Median Time | Collections | Individual Times
-------------- | -------------------------------------------------- | --------------------
https://espanol.epa.gov/cai/manual-informativo-sobre-el-radon
34.9s +/- 0.1 | 1-8-1--default-behaviors.......................... | 35.0s, 34.9s, 34.9s
34.1s +/- 0.0 | 1-8-1--no-autoscroll.............................. | 34.1s, 34.1s, 34.1s
34.9s +/- 0.1 | 1-9-0--default-behaviors.......................... | 34.9s, 34.9s, 35.0s
34.1s +/- 0.1 | 1-9-0--no-autoscroll.............................. | 34.1s, 34.2s, 34.1s
https://espanol.epa.gov/watersense/en-sequia
32.8s +/- 0.1 | 1-8-1--default-behaviors.......................... | 32.9s, 32.8s, 32.8s
32.8s +/- 0.1 | 1-8-1--no-autoscroll.............................. | 32.8s, 32.8s, 32.8s
35.6s +/- 0.0 | 1-9-0--default-behaviors.......................... | 35.6s, 35.6s, 35.6s
33.0s +/- 0.1 | 1-9-0--no-autoscroll.............................. | 33.0s, 33.0s, 32.9s
This holds even when I bumped it up to 5 URLs instead of two.

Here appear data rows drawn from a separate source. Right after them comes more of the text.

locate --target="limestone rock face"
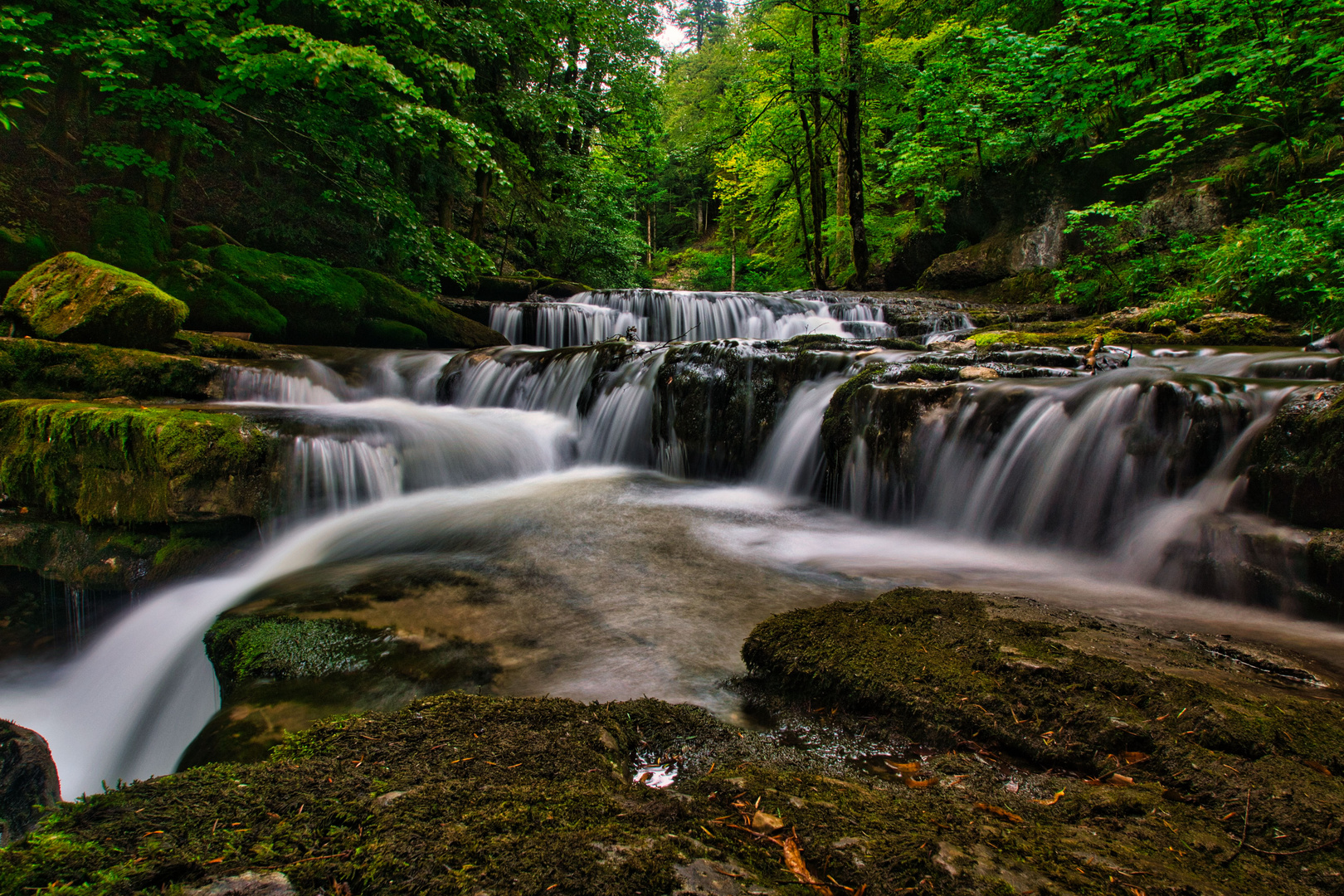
[0,720,61,846]
[919,204,1066,289]
[4,252,187,348]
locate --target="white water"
[0,329,1339,796]
[490,289,891,348]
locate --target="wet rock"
[475,277,533,302]
[1307,329,1344,352]
[183,870,295,896]
[0,337,222,399]
[0,718,61,846]
[0,401,277,523]
[1246,386,1344,528]
[961,364,999,380]
[2,252,187,348]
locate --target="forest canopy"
[0,0,1344,328]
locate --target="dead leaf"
[1032,790,1064,806]
[976,803,1021,825]
[783,835,833,896]
[752,810,783,835]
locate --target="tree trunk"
[844,0,869,289]
[468,168,490,246]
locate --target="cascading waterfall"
[490,289,870,348]
[0,290,1337,796]
[752,376,844,494]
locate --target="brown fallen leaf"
[976,803,1021,825]
[783,833,835,896]
[752,810,783,835]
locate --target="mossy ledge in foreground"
[0,399,278,523]
[0,590,1344,896]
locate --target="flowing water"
[0,290,1344,798]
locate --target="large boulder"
[0,399,277,523]
[89,202,172,277]
[1246,386,1344,529]
[158,258,288,343]
[0,718,61,846]
[2,252,187,348]
[158,241,507,348]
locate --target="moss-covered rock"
[0,227,56,291]
[89,202,172,277]
[158,258,286,343]
[208,245,364,345]
[0,401,275,523]
[344,267,508,348]
[1246,386,1344,528]
[0,338,221,399]
[0,591,1344,896]
[0,720,61,846]
[4,252,187,348]
[969,309,1309,347]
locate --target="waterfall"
[752,376,844,494]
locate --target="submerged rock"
[0,401,277,523]
[4,252,187,348]
[1246,386,1344,528]
[0,718,61,846]
[0,590,1344,896]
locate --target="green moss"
[4,252,187,348]
[210,245,364,345]
[0,338,217,399]
[0,401,274,523]
[1246,386,1344,528]
[0,679,1344,896]
[89,202,171,277]
[158,258,286,343]
[341,267,508,348]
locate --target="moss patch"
[967,309,1307,345]
[0,338,217,399]
[4,252,187,348]
[0,401,275,523]
[1246,386,1344,528]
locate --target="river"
[0,291,1344,798]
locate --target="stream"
[0,290,1344,799]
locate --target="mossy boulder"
[0,227,56,290]
[0,718,61,846]
[343,267,508,348]
[4,252,187,348]
[89,202,172,277]
[0,401,275,523]
[0,338,222,399]
[475,277,533,302]
[158,258,288,343]
[10,591,1344,896]
[1246,386,1344,528]
[158,241,507,349]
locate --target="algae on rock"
[0,337,221,399]
[0,401,275,523]
[4,252,187,348]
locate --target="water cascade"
[0,298,1337,796]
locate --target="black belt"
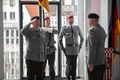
[66,44,78,47]
[46,45,54,49]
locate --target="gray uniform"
[85,24,106,66]
[59,25,83,55]
[21,24,46,62]
[46,27,58,54]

BUT if I include 2 URLs each from hero.epa.gov and espanol.epa.gov, we're back to the original speedy behavior in v1.8.1 and slow behavior in v1.9.0:
Median Time | Collections | Individual Times
-------------- | -------------------------------------------------- | --------------------
https://hero.epa.gov/hero/index.cfm/search
5.9s +/- 0.5 | 1-8-1--default-behaviors.......................... | 6.3s, 5.8s, 5.9s
6.1s +/- 0.2 | 1-8-1--no-autoscroll.............................. | 6.1s, 6.0s, 6.2s
5.9s +/- 0.0 | 1-9-0--default-behaviors.......................... | 5.9s, 5.9s, 5.9s
5.9s +/- 0.0 | 1-9-0--no-autoscroll.............................. | 5.8s, 5.9s, 5.9s
https://hero.epa.gov/
5.1s +/- 1.2 | 1-8-1--default-behaviors.......................... | 5.1s, 5.2s, 4.0s
5.2s +/- 0.8 | 1-8-1--no-autoscroll.............................. | 4.4s, 5.2s, 5.2s
5.6s +/- 0.8 | 1-9-0--default-behaviors.......................... | 4.9s, 5.6s, 5.6s
5.6s +/- 0.8 | 1-9-0--no-autoscroll.............................. | 4.8s, 5.6s, 5.6s
https://espanol.epa.gov/cai/manual-informativo-sobre-el-radon
4.6s +/- 0.1 | 1-8-1--default-behaviors.......................... | 4.7s, 4.6s, 4.6s
4.7s +/- 0.0 | 1-8-1--no-autoscroll.............................. | 4.7s, 4.7s, 4.7s
34.6s +/- 0.3 | 1-9-0--default-behaviors.......................... | 34.8s, 34.5s, 34.6s
33.7s +/- 0.3 | 1-9-0--no-autoscroll.............................. | 34.0s, 33.7s, 33.7s
https://espanol.epa.gov/watersense/en-sequia
3.6s +/- 0.7 | 1-8-1--default-behaviors.......................... | 3.6s, 3.6s, 4.2s
3.6s +/- 0.8 | 1-8-1--no-autoscroll.............................. | 4.4s, 3.6s, 3.6s
35.4s +/- 0.7 | 1-9-0--default-behaviors.......................... | 36.1s, 35.4s, 35.4s
32.9s +/- 0.5 | 1-9-0--no-autoscroll.............................. | 33.3s, 32.8s, 32.9s
Doesn't make a whole lot of sense to me. Is this an issue with multiple hostnames? hero.epa.gov poisoning things somehow? Odd.